“Tax ratio itu mengukur kemampuan pemerintah mengumpulkan pajak dari total perekonomian, dalam arti total produk domestik bruto. Sehingga, ukuran tax ratio itu menunjukkan seberapa mampu pemerintah membiayai keperluan-keperluan yang menjadi tanggung jawab negara. Jadi, kalau tax ratio rendah berarti dia tidak terlalu mampu banyak berbuat. Kalau tax ratio tinggi berarti dia lebih banyak mampu berbuat melalui APBN (Anggaran Pendapatan dan Belanja Negara),” jelas Direktur Jenderal Pajak Robert Pakpahan pada Selasa, (19/02) di kantor Pusat Direktorat Jenderal Pajak, Jakarta.
Ia melanjutkan bahwa definisi rasio pajak yang digunakan Indonesia adalah dalam arti luas. Artinya tidak hanya memasukkan komponen pajak penghasilan, pajak pertambahan nilai, bea masuk dan cukai saja namun juga memasukkan royalti Sumber Daya Alam (SDA) sebagai Penerimaan Negara Bukan Pajak (PNBP).

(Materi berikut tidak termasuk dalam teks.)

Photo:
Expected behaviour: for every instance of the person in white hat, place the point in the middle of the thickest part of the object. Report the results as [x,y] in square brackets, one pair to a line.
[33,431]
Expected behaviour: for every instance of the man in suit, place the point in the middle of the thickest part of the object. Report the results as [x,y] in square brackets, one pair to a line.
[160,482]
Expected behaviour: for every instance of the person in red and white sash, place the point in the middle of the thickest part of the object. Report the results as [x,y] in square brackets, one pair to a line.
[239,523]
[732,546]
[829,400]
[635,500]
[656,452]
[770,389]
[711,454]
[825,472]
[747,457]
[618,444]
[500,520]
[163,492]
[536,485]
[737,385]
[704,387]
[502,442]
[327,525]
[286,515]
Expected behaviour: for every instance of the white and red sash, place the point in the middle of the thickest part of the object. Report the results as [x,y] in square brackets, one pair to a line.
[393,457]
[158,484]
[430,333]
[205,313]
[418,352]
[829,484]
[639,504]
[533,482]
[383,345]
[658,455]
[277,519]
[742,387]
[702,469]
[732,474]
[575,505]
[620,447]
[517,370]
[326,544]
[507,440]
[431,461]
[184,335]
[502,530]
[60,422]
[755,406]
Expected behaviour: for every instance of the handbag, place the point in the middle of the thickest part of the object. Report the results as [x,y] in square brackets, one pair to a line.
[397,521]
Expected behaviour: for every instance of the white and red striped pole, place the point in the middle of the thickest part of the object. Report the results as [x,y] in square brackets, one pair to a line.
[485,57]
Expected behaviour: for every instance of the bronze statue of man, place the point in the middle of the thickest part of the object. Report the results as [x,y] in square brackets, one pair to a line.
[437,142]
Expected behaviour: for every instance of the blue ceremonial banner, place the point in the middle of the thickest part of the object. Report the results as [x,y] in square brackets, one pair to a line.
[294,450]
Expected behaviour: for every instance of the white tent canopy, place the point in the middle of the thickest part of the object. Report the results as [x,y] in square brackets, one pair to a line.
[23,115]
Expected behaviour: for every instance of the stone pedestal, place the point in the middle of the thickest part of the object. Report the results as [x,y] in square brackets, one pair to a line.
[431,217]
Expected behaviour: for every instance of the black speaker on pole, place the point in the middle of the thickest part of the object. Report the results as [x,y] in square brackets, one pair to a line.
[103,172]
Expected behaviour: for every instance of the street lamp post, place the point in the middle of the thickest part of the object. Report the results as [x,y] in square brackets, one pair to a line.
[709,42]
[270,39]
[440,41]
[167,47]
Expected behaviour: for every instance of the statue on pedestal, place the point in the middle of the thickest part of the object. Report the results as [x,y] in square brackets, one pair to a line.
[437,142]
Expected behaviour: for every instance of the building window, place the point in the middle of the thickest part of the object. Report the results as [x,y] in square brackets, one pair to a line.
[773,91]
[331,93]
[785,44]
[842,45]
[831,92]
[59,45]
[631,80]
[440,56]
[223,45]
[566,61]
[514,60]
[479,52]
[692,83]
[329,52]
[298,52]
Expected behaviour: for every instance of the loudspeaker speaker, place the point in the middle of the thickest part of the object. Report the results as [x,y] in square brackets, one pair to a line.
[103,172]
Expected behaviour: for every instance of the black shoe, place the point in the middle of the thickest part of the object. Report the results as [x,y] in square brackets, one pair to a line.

“Kita sekarang menuju ke luas. Definisi arti sempit, murni pajak seperti pajak penghasilan, pajak pertambahan nilai, bea masuk dan cukai itulah yang murni pajak. Tetapi di dalam arti yang lebih komprehensif khususnya yang direkomendasi OECD (Organisation for Economic Co-operation and Development) adalah dalam arti luas, dimana memasukkan juga royalti SDA (Sumber Daya Alam). Memang royalti itu ada yang berpendapat bukan pajak, ada pajak, kalau di Indonesia di APBN kita, penerimaan dari royalti itu masuk PNBP (Penerimaan Negara Bukan Pajak). Sekarang kita memasukkan royalti dari migas dan royalti PNBP dari pertambangan umum sebagai komponen tax ratio,” jelasnya.
Namun demikian, ia menekankan bahwa sistem penerapan rasio pajak di Indonesia belum sepenuhnya dalam arti luas karena pajak dari daerah belum ikut dimasukkan dalam komponen penghitungan.
“Kita sedikit, belum fully luas karena daerah sepertinya belum dimasukkan tapi bisa dikatakan sudah dalam arti luas. Artinya tidak (hanya) PPh (Pajak Penghasilan) PPN (Pajak Pertambahan Nilai), bea masuk cukai saja. Jadi, kita sekarang menggunakan definisi dimana total penerimaan perpajakannya adalah penerimaan yang dihandle DJP (Direktorat Jenderal Pajak) ditambah DJBC (Direktorat Jenderal Bea dan Cukai) ditambah PNBP Migas dan PNBP Pertambangan Umum, itu yang kita pakai,” paparnya.
Terkait besaran ideal rasio pajak yang patut dimiliki oleh Indonesia, Dirjen Pajak menjelaskan bahwa kondisi saat ini sedang mengarah ke angka ideal menurut standar internasional, yaitu ke arah 15% keatas. Namun, hal itu harus dilakukan perlahan secara bertahap dari angka terakhir tahun 2018 sebesar 11,5% agar tidak menimbulkan guncangan ekonomi.
“Kalau di Indonesia sekarang ini, angka terakhir tahun 2018 itu 11,5% ratio kita. Jadi, menurut kami idealnya perlahan-lahan kita naik mengarah ke 15% tetapi harus secara gradual, sedikit less than 1% tumbuhnya 1 tahun, jangan tiba-tiba karena kalau tiba-tiba besar, ekonominya kaget. Tiba-tiba tadinya biasanya dibelanjakan swasta tiba-tiba dibelanjakan pemerintah. Kan, belum tentu bagus juga terhadap ekonomi,” tuturnya.
Selain itu, ia menambahkan bahwa untuk menaikkan rasio pajak perlu perangkat pendukung yang banyak seperti unsur administrasi perpajakannya, pajak bea cukai maupun bisa PNBP, juga struktur ekonominya.
“Kedua, untuk menaikkan tax ratio perlu perangkat yang banyak. Itu karena tax ratio itu tidak semata-mata tergantung dari Dirjen Pajak atau Kementerian Keuangan atau Dirjen Bea Cukai. Tax ratio itu juga hasil dari unsur administrasi perpajakannya, pajak bea cukai maupun PNBP, juga struktur ekonominya,”ujarnya.